Question: Would you pay for this service?
No matter how advanced our smartphone might be, iPhone or Android included, there hasn’t been a solution for ending the dreaded spam call. We, for one, regularly get notified that our vehicle’s extended warranty is about to expire.
While iPhones and Pixels alike have been able to tell us when a phone call is a spam risk, it’s not completely accurate. And the spammers have gotten smarter by using local area codes.
But what if there were a way to prescreen your calls? That’s exactly what RoboKiller, a combination subscription service and app for Android or iOS, aims to do. Better yet, you can score savings on a one-, two- and three-year subscription via StackSocial.
- RoboKiller 1-year subscription ($29.99, originally $39.99; stacksocial)
- RoboKiller 2-year subscription ($49.99, originally $79.99; stacksocial)
- RoboKiller 3-year subscription ($69.99, originally $119.99; stacksocial)
And here’s how RoboKiller works: Using an algorithm and a database, it can make a determination on the incoming call, mainly whether it’s a real person or a known spam number. It can even toss it into different categories — credit card offer or car insurance scam — directly within the app. And for calls that it isn’t sure on, it will pick up and ask them what they want, then send the call to you on your phone with a description of who it is.

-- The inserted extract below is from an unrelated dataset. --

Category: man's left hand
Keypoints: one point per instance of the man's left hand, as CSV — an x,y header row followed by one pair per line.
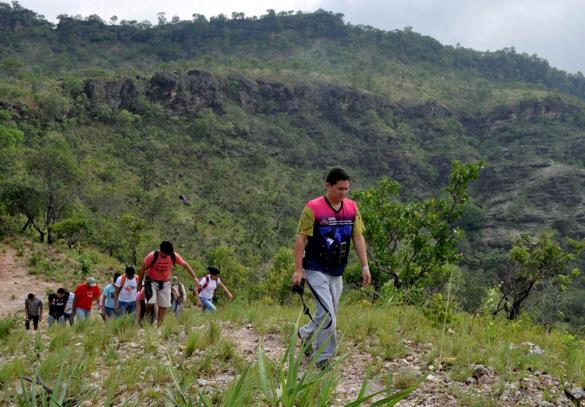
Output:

In our case, it let us know that a prescription was ready at CVS and that an Amazon Fresh order was out for delivery.
When it is a spammer, you can pick from a few witty and wacky responses to hit them with. A little bit of revenge, but also firmly letting them know not to call again. And generally, once they see RoboKiller, at least in our experience, they stop calling.
When you know you’re expecting an important call, you can also opt to pause RoboKiller’s intelligent screening of calls. As we’ve spent more time at home, we’ve been more inclined to take calls, and RoboKiller has been helpful in making sure we’re not wasting our time on spam calls.